Pierre, Joseph de Maleville

1778 - 1832

Informations générales
  • Né le 12 juillet 1778 à Domme (Dordogne - France)
  • Décédé le 12 avril 1832 à Paris (Paris - France)

Mandats à l'Assemblée nationale ou à la Chambre des députés

Régime politique
Cent-Jours
Législature
Chambre des représentants
Mandat
Du 18 mai 1815 au 13 juillet 1815
Département
Dordogne
Groupe
Constitutionnel libéral

Biographies

Biographie extraite du dictionnaire des parlementaires français de 1789 à 1889 (Adolphe Robert et Gaston Cougny)

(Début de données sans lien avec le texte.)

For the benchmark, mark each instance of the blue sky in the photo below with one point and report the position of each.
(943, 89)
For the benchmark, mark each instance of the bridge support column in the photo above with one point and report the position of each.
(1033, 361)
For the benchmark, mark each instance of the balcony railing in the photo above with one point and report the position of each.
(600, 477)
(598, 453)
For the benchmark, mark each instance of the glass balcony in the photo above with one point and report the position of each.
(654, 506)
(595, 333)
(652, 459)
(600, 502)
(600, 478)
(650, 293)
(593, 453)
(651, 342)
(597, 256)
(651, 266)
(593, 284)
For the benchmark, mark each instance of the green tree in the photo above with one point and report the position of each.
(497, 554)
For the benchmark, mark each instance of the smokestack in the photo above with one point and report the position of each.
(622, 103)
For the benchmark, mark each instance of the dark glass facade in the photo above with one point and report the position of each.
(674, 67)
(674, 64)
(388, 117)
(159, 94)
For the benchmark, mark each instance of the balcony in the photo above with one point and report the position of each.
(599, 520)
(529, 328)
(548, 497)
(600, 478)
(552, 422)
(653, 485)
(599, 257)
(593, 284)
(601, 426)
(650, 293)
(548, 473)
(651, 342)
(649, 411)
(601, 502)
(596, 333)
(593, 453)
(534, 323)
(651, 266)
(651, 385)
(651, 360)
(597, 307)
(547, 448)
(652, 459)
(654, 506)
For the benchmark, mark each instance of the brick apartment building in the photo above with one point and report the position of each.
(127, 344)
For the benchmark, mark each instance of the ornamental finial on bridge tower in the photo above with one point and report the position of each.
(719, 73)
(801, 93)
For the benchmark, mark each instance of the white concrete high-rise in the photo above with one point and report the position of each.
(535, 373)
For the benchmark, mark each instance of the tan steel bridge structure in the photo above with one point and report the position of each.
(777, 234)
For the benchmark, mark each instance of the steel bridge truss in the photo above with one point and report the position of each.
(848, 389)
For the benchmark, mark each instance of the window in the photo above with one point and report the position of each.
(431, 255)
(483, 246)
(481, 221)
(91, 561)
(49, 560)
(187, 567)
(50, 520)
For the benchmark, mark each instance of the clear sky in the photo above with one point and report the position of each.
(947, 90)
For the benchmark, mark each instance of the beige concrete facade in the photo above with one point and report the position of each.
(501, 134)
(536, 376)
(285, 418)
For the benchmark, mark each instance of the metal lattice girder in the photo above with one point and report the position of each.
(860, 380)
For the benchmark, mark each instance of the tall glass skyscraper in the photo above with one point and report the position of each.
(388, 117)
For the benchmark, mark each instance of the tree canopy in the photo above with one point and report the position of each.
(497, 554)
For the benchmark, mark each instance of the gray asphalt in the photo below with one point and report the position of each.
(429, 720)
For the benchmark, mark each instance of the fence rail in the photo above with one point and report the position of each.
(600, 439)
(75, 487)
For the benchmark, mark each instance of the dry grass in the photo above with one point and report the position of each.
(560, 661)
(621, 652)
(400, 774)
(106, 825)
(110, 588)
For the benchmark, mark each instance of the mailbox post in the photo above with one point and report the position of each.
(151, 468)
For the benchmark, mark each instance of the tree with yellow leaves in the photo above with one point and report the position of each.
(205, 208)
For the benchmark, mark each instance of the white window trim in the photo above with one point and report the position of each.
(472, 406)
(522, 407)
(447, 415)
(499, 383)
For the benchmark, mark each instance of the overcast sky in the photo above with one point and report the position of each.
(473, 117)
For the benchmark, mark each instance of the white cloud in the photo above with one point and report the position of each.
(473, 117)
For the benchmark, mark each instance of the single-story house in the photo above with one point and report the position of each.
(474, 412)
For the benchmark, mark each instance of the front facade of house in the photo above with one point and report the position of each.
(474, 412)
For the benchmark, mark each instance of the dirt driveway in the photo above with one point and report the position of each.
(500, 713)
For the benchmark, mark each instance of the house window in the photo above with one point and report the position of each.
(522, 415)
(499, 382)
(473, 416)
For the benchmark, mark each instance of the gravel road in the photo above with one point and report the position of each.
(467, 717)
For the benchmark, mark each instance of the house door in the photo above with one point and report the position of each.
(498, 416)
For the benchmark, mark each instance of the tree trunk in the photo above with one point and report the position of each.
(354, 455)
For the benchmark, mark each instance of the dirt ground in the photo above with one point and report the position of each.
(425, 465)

Représentant à la Chambre des Cent-Jours, pair de France, né à Domme (Dordogne) le 12 juillet 1778, mort à Paris le 12 avril 1832, fils de Jacques, marquis de Maleville (1741-1824) député au Conseil des Anciens, membre du Sénat conservateur et pair de France, Pierre-Joseph de Maleville fut d'abord avocat, puis, par l'influence de son père, entra dans l'administration impériale et fut sous-préfet de Sarlat de 1804 à 1811. Nommé, à cette époque, conseiller à la cour impériale de Paris, il se prononça, comme son père, pour le retour des Bourbons.

Elu représentant à la Chambre des Cent-Jours, le 18 mai 1815, par le collège de département de la Dordogne, avec 45 voix (78 votants), il y défendit la liberté de la tribune et de la presse, s'éleva contre la sévérité des peines édictées contre les délits politiques, et s'opposa, le 23 juin, à ce que le roi de Rome fût reconnu empereur. Sa proposition souleva des murmures dans la Chambre ; on parla de le mettre en jugement.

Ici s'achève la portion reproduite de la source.